O Projeto foi apresentado pelo desembargador, Luiz Fernando Tomasi Keppen, e ocorre em parceria com a Associação dos Magistrados do Paraná – AMAPAR – Associação dos Notários e Registradores do Estado do Paraná (Anoreg) e o Instituto do Registro Civil das Pessoas Naturais do Estado do Paraná (Irpen).

Os trabalhos de lançamento começaram pela Comarca de Palmas onde o Desembargador Keppen, se reuniu no Fórum  com o Juiz diretor Henrique Kurscheidt; com o representante a OAB, Antônio Rampazzo; com a Juíza da Vara Cível Tatiane Bueno Gomes; com o Promotor de Justiça,Juliano Marcondes Paganini, e com o Prefeito, Hilário Andraschko.

Após a reunião se deslocaram à escola Quilombola. Na oportunidade conversaram com a liderança, Alcione Ferreira da Silva, da Comunidade Quilombola Adelaide, que afirmou existir pessoas na comunidade sem registro de nascimento.

“Esta é uma campanha permanente do Poder Judiciário do Estado do Paraná porque em pleno século 21 é inadmissível que tenha criança sem registro de nascimento no Brasil, sendo que esse projeto visa promover a inclusão social, fazendo justiça com quem mais precisa”, enfatizou.

MANGUEIRINHA

Já em Mangueirinha, foi realizada uma grande reunião no Fórum local convocada pelo Juiz Djalma Aparecido Gaspar Junior. Após o encontro, visitaram a comunidade indígena Paiol e conversaram com a família do índio Claudinei Maciel, o qual tinha todos os seus filhos registrados. Mas, de acordo com o representante da Funai, Izaltino Luiz Serpa Silvério, é necessária uma constante ação do estado para que os índios façam o registro de nascimento de seus filhos.
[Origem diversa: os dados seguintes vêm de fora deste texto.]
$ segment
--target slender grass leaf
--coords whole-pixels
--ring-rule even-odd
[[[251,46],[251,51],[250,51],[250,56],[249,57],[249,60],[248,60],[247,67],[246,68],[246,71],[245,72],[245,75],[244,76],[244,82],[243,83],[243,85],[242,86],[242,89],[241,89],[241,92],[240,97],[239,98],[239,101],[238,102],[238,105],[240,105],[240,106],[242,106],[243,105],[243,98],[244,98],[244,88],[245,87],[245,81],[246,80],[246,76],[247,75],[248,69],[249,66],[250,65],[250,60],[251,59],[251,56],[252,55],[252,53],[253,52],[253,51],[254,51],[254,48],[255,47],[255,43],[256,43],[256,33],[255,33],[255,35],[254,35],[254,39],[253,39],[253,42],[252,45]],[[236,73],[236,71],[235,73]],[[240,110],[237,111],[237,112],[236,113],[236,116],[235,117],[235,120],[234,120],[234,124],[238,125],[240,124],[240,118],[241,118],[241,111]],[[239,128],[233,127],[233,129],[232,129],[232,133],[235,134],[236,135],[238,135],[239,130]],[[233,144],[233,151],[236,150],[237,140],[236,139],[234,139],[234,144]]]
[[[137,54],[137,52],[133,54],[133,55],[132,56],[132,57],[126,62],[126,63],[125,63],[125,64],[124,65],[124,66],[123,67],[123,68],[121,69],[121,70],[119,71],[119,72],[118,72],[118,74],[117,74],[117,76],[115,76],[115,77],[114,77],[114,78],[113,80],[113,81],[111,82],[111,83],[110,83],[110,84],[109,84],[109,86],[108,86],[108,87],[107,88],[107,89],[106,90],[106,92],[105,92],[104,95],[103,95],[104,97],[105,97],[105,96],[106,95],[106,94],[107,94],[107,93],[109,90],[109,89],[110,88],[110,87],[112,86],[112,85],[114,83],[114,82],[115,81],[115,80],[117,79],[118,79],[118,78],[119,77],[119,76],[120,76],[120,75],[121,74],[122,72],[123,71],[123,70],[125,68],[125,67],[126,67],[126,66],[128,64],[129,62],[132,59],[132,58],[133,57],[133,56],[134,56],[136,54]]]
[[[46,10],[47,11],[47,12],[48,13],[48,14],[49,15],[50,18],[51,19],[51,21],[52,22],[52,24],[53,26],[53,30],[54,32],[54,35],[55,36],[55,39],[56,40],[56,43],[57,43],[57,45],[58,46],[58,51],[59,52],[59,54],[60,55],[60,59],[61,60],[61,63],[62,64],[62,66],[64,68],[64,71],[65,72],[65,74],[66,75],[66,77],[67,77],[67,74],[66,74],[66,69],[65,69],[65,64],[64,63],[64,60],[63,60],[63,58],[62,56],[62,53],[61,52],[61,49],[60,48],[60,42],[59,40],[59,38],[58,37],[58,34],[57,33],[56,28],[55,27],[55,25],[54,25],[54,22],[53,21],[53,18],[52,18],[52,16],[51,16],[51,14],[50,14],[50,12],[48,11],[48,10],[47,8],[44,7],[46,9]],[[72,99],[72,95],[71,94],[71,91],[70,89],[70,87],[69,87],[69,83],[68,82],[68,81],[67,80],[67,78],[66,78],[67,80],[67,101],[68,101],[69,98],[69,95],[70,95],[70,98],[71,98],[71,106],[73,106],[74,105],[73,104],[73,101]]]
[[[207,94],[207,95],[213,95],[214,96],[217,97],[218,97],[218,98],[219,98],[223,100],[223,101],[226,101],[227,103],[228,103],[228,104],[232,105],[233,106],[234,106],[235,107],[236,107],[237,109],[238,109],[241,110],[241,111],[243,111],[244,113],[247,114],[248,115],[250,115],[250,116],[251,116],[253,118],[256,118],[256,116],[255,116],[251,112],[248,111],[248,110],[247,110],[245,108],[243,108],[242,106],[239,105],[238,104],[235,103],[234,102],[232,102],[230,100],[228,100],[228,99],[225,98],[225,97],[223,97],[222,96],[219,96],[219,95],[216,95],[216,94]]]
Para o Desembargador Keppen é preciso ir até às comunidades. “Nós temos de ser pró-ativos, ir ao encontro dessas pessoas para promover uma ação básica, que é o registro civil de nascimento”.

Dados do IBGE de 2010 estimam que 1.8% da população do Estado não tem o registro. Tal Instituto também informou que as principais causas da ausência do mesmo são: distância do cartório, custo de deslocamento, desconhecimento da importância do registro, ausência de cartórios no município, dificuldade de implementação de fundo compensatório para os atos gratuitos e finalmente filhos que não têm o reconhecimento inicial paterno.